Montaigne (1533-1592) French philosopher and essayist.
All of my misfortunes come from having thought too well of my fellows.
Jean Jacques Rousseau (1712-1778) Swiss political philosopher and essayist.
It is wrong to think that misfortunes come from the east or from the west; they originate within one's own mind. Therefore, it is foolish to guard against misfortunes from the external world and leave the inner mind uncontrolled.
Buddha (563 BC-483 BC) Founder of Buddhism.
Be willing to have it so.
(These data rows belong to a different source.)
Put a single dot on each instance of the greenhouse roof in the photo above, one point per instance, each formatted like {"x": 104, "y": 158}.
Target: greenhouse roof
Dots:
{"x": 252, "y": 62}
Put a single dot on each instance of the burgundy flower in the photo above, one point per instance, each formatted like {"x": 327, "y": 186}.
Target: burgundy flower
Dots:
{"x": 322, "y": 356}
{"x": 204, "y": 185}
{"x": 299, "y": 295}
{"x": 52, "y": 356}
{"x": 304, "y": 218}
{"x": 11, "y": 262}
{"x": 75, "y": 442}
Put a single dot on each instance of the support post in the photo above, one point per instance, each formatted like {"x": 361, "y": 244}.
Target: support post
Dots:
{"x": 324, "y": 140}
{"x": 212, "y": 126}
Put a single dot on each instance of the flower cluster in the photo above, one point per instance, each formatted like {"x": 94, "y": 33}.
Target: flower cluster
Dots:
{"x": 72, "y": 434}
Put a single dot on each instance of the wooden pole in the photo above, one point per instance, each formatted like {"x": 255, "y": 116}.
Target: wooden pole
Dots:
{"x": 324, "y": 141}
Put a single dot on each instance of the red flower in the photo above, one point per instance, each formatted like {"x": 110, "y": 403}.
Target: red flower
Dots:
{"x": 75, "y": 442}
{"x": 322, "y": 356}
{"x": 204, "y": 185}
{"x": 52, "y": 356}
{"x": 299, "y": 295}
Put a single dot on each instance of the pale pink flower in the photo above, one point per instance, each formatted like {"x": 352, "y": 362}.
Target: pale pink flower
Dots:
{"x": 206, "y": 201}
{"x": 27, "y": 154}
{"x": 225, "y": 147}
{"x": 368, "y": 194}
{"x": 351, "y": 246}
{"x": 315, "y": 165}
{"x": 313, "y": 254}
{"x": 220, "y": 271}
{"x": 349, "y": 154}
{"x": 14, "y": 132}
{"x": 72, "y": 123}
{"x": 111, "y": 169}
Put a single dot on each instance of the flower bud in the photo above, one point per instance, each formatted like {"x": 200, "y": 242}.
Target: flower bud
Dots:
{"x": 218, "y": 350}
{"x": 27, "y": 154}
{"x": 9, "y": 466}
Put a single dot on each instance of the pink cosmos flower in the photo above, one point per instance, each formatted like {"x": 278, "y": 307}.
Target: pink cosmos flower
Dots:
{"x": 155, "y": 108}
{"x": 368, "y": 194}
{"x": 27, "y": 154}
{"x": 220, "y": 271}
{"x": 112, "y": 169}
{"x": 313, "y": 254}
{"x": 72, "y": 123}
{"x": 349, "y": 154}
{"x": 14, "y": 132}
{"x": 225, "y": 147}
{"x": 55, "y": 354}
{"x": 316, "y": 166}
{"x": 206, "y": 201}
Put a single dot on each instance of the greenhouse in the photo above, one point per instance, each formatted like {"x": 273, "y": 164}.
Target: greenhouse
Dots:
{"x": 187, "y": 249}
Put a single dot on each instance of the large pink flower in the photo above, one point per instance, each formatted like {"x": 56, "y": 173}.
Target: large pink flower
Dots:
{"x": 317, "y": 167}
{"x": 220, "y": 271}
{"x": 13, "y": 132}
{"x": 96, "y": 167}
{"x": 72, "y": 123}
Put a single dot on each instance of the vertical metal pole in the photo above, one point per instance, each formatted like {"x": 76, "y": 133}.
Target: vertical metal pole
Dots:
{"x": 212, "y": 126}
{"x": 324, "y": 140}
Acceptance of what has happened is the first step to overcoming the consequences of any misfortune.
William James (1842-1910) American philosopher and psychologist.
Count on it, if a person talks of their misfortune, there is something in it that is not disagreeable to them.
Samuel Johnson (1709-1784) British author.
Let us be of good cheer, remembering that the misfortunes hardest to bear are those which never happen.
James Russell Lowell (1819-1891) American poet, critic and editor.
The world is quickly bored by the recital of misfortune, and willing avoids the sight of distress.
W. Somerset Maugham (1874-1965) British novelist and playwright.
Misfortunes tell us what fortune is.
Thomas Fuller (1608-1661) British clergyman and author.
The unhappy derive comfort from the misfortunes of others.
Aesop (620 BC-560 BC) Greek fabulist.
A woman, especially, if she have the misfortune of knowing anything, should conceal it as well as she can.
Jane Austen (1775-1817) English novelist.